Here we remove all words with a length of 1 as they generally don’t add meaning to the corpus. Words like ‘a’ will be removed. Which other words have length 1 you might ask? Remember earlier we replaced punctuations with a space? This will transmute like “John Doe’s kernel” to “John Doe s kernel”. The ‘s’ here does not add any meaning. Now after we remove words with a length of 1, we’ll be left with “John Doe kernel”. So unless ownership is of importance in your kernel, this is a good thing.

We do this using regular expressions (regex) in the python re module. Regex is widely used across NLP for various tasks like information extraction (email adresses, phone numbers, zip codes, etc.), data cleaning, etc. The official python documentation on regex is a great place to get yourself familiar with regex expressions.

This can be a bit tricky to understand. Let’s take a deeper look into this.

h_pct is the percentage of the most frequent words in the corpus which we want to remove. l_pct is the percentage of the least frequent words which we want to remove.

counts = pd.Series(''.join(df.short_description).split()).value_counts()
counts
the 166126
to 111620
of 95175
a 94604
and 89678
...
catch!" 1
big-day 1
incarcerates 1
323-square-foot 1
co-trustee, 1
Length: 208227, dtype: int64

These are the number of times all the words occur in our dataset. Out dataset had 208227 distinct words, so having a h_pct of 1.0 will remove the top 1% of the most frequent words in the corpus.

high_freq = counts[:int(pd.Series(''.join(df.short_description).split()).count()*1/100)]
high_freq
the 166126
to 111620
of 95175
a 94604
and 89678
...
butternut 5
NGO 5
Mary, 5
songwriter, 5
distracted, 5
Length: 39624, dtype: int64

These are the most frequent words which will be removed from the dataset.

The intuition behind doing this is that since these words are so common, we expect them to be spread across multiple unrelated documents (or news in our case), and so, they wouldn’t be of much use in classifying the text.

low_freq = counts[:-int(pd.Series(''.join(df.short_description).split()).count()*1/100):-1]
low_freq
co-trustee, 1
323-square-foot 1
incarcerates 1
big-day 1
catch!" 1
..
Brie. 1
non-plant 1
fetus? 1
Techtopus” 1
Look). 1
Length: 39623, dtype: int64

These are the top 1% of the least frequent words.
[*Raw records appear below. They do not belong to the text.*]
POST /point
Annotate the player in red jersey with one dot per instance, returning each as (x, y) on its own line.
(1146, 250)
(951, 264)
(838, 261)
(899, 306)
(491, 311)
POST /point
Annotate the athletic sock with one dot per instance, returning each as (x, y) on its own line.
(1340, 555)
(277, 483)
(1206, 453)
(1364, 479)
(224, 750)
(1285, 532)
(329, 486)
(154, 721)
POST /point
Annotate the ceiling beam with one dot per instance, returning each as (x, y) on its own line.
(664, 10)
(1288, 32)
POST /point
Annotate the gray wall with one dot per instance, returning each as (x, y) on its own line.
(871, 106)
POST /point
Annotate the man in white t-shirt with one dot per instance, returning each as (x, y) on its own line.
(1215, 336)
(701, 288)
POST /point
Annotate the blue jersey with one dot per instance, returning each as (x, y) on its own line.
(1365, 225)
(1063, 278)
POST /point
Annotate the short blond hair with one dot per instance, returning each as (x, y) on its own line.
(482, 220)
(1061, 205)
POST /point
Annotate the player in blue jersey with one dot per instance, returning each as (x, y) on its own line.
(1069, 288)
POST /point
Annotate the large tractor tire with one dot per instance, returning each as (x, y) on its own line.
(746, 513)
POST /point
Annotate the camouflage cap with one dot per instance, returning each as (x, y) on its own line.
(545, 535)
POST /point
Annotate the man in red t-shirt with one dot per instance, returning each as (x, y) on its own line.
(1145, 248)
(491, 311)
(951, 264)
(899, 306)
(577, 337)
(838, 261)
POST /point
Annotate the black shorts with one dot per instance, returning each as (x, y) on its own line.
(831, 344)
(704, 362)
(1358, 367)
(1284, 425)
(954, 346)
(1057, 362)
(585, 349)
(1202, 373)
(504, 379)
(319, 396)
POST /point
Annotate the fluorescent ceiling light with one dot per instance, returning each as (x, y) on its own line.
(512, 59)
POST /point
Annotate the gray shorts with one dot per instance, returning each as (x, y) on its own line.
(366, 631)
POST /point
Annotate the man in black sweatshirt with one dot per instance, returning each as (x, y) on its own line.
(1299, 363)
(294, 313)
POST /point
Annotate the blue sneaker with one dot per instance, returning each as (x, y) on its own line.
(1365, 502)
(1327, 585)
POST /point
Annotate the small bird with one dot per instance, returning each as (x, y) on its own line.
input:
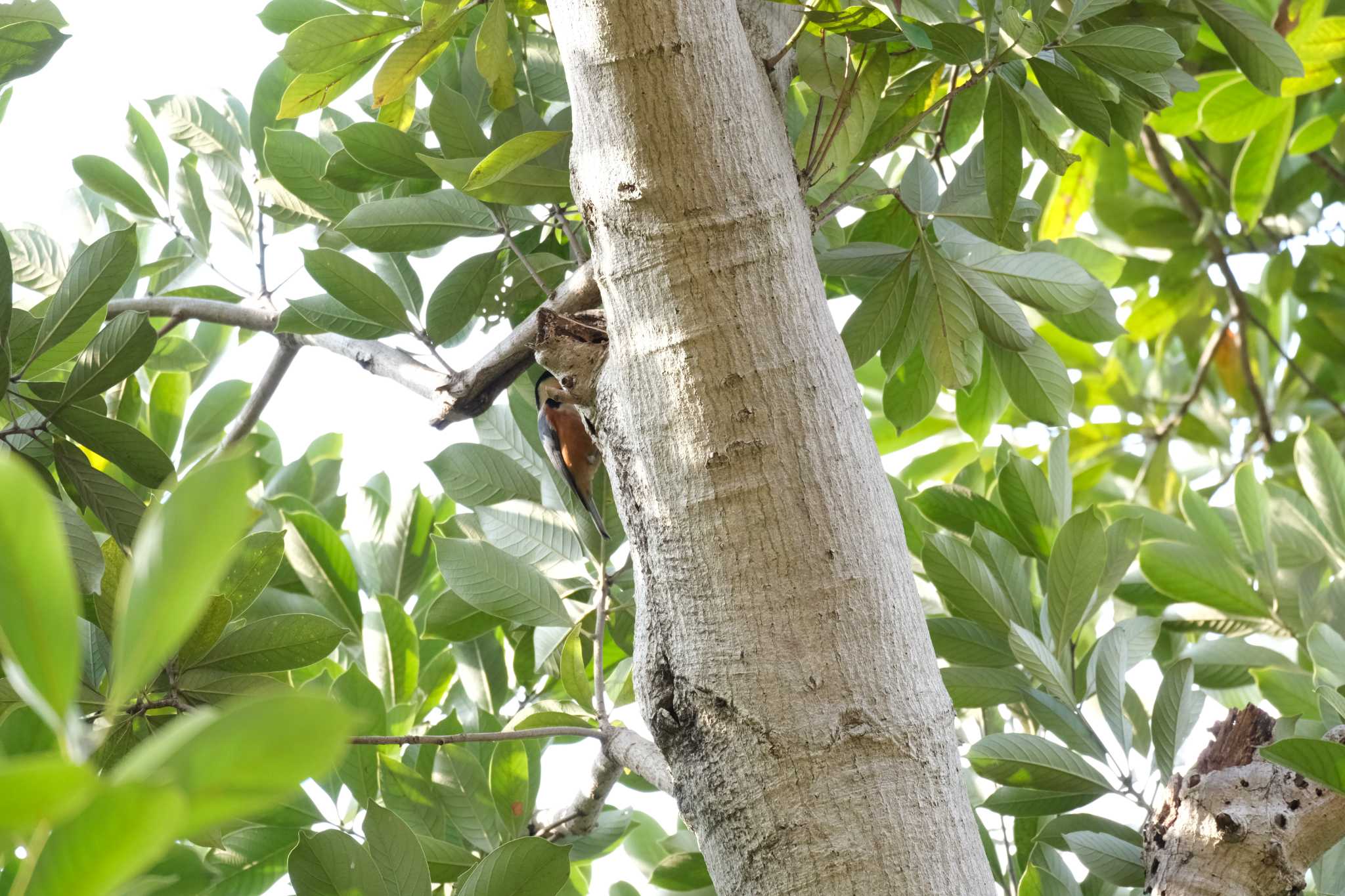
(568, 442)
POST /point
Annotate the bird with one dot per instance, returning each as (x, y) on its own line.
(568, 442)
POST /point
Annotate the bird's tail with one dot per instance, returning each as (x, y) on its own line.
(596, 515)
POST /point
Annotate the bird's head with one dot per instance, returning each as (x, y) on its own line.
(550, 391)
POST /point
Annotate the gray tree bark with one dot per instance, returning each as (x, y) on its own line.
(783, 660)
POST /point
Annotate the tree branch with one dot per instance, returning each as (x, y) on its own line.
(198, 309)
(475, 389)
(265, 390)
(478, 736)
(1184, 198)
(639, 756)
(462, 396)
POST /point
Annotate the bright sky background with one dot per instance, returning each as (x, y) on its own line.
(124, 51)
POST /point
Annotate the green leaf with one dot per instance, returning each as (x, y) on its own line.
(256, 561)
(1313, 135)
(1046, 281)
(1258, 167)
(455, 125)
(477, 475)
(498, 585)
(1134, 47)
(242, 758)
(299, 163)
(1036, 381)
(1191, 572)
(1064, 721)
(911, 393)
(495, 58)
(311, 92)
(133, 825)
(977, 687)
(391, 651)
(167, 408)
(523, 867)
(96, 274)
(1321, 761)
(42, 788)
(1176, 712)
(1115, 860)
(38, 633)
(1028, 761)
(536, 535)
(1032, 803)
(880, 312)
(575, 671)
(384, 150)
(181, 553)
(115, 505)
(198, 127)
(981, 408)
(357, 288)
(1074, 97)
(1323, 475)
(1258, 49)
(323, 565)
(108, 179)
(513, 154)
(410, 223)
(331, 863)
(215, 410)
(397, 853)
(966, 644)
(283, 16)
(328, 42)
(966, 584)
(510, 788)
(467, 796)
(522, 186)
(275, 644)
(1074, 571)
(681, 872)
(1038, 660)
(459, 296)
(119, 442)
(1026, 498)
(951, 343)
(115, 354)
(1003, 154)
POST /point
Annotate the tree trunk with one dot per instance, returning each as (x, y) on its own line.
(783, 660)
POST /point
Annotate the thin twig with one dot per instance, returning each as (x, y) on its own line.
(479, 736)
(599, 634)
(204, 259)
(789, 45)
(265, 390)
(518, 253)
(546, 829)
(1162, 164)
(580, 255)
(907, 129)
(1294, 366)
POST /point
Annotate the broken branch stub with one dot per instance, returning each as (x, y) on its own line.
(573, 347)
(1238, 825)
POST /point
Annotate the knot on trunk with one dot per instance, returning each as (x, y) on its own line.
(573, 347)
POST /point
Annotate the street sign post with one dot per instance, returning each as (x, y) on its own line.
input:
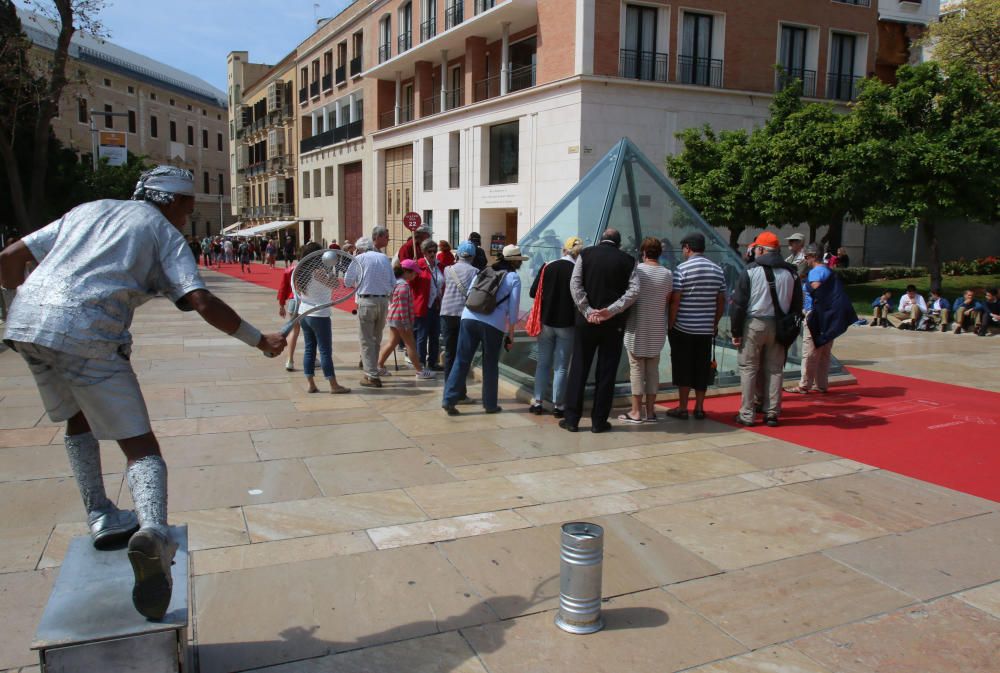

All of these words occur only once in the vocabulary, and thus don't have much significance and can be removed.

As with stopwords, there is no hard and fast number of words which can be removed. This depends on your corpus, and you should ideally experiment with different values which work the best for you. This is exactly what I’ve done next.

Checking for optimum h_pct and l_pct combination

This finds the optimal values of h_pct and l_pct. We start with integer values from 0 to 10, and based on the results, can further tune the percentages to 0.5% steps. Keep in mind that this is very time consuming. The model will be trained i*j times, where i is the number of h_pct values and j is the number of l_pct values. So for h_pct and l_pct values between 0 to 10 (both inclusive), my model was trained a total of 121 times.

For me, the first iteration returned values of 0.0 and 1.0 for h_pct and l_pct respectively, the below are the results when running for values between 0.0 to 0.5% for h_pct and 0.5 to 1.5% for l_pct:

SVC max: 63.79560061555173%, pct:0.0|1.0

We see that the optimal values are still 0.0 and 1.0 for h_pct and l_pct respectively. We’ll go ahead with these values.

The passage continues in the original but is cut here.